10.BÖLÜM

38 5 4
                                    

Sabah gözlerimi parmaklarımdaki sızıyla açtım. Pardon sabah mı demişim?
Odadaki saat hiç de öyle demiyordu ama.
Saat çoktan öğleden sonra üç olmuştu.

Parmaklarıma baktım. Dün onları temizlemiştim ama yeniden kanamışlardı. Hatta yastıkta ve battaniyemde de kan izleri vardı. Gözlerimi parmaklarımdan çekip bileklerime bakındım. İki bileğimde kırmızıdan mor renge dönüşmüşlerdi.

Ayağa kalktığımda bedenimin her yerine giren ağrılarla sesli birkaç küfür saydırdım.

İki gündür aynı sandalyenin üzerinde oturmaktan her yerim tutulmuştu. Felice'ye yeniden lanetler okuyup lavaboya girdim.

Sağlam elimle yüzüme su çarpıp uykumun açılmasını bekledim. Yeniden odaya geçince komodinin çekmecesini açıp içinden tek kullanımlık telefonumu çıkarıp Andrea'nın numarasını tuşladım.

Beşinci çalıştan sonra açmayacağına kanaat getirmiştim ki Andrea'nın sesi duyuldu.

Bağırdığım için kısılan sesimle "Andrea." dedim.

Andrea'nın derin bir nefes alıp "Tanrıya şükürler olsun." dediğini duydum. Ama bunları sessiz söylemişti.

Ardından sevinçle "Nerdesin Diana? " diye sordu.

"Evimdeyim." dedim.

"Hemen geliyorum." deyip telefonu kapattı.

Telefonu kapatıp yatağın üzerine attım. Odadan çıkıp mutfağa indim. Kendime bir kahve yapıp mutfak camının önüne geçtim ve dışarıyı seyretmeye başladım.

Görev başlamadan önce okumaya başladığım kitap gözüme ilişti. Devamını okurum diye kaldığım yeri işaretlenmiştim. Ama bizim bugünden yarına çıkacağımızın garantisi yoktu ki.

Ben belki bugün burada olamayabilirdim. Belki yarın okurum diye kapattığım kitabı bir daha okuyamayabilirdim. Dün orada öldürülebilirdim.

Hiçbir şeyin garantisi yoktu. Ama biz bugünün yarını varmışcasına yaşayıp gidiyoruz. Bilmiyoruz ki ölümün ani geldiğini.

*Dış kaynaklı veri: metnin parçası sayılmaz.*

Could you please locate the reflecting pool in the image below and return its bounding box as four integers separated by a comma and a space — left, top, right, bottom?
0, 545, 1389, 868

Şuan burada olamayabilirdim. Gerçi büyük bir kayıpta olmazdı ya bu. Kimim vardı ki? Şu üç günlük dünyada etrafıma bakıyorum ve kimse yok. Sadece ben varım. Ne başımı yaslayabileceğim bir omuz ne de derdimi dinleyecek bir dost. Kimse yok. Etraf sessiz. Sadece saatten gelen tik tak sesleri.

Gözümden düşen yaşı silme gereksinimi duymadan dışarıyı seyretmeye devam ettim.

Ne kadar orada öylece kaldım bilmiyorum ama kapının alacaklı var gibi çalınmasıyla sıçrayıp kendime geldim.

Elimdeki kahve kupasını bırakıp kapıyı açmaya gittim. Kapıyı açar açmaz Andrea'nın üzerime atılması dengemi kaybetmeme neden oldu. Ama çok geçmeden Andrea'nın kolları boyumdaki yerini aldı.

Bende kollarımı Andrea'nın beline sıkıca sardım. Yanılmıştım. Yanlız değildim. Andrea vardı. Beni düşünen, önemseyen bir tek Andrea vardı.

Üzerimdeki duygusallık kendini yeniden belli ederek gözyaşlarım akmaya başladı.

Sesim çıkmasın diye dudaklarımı sıkıca birbirine bastırdım. Sessiz sessiz gözyaşı dökerken ne kadar öyle birbirimize sarıldık bilmiyorum ama ayrıldığımızda Andrea'nın gözleri vücudumun her yerinde gezindi.

Gözleri morarmış bileklerimde ve tırnakları olmayan parmaklarımda duraksadı. Canımı acıtmaktan korkarak elimi nazikçe elinin içine aldı. 

"Bunu sana o piç kurusu mu yaptı?" diye sinirle soludu.

"Önemli birşey değil Andrea. " deyip elimi elinden kurtardım. Arkamı dönüp salona geçtim.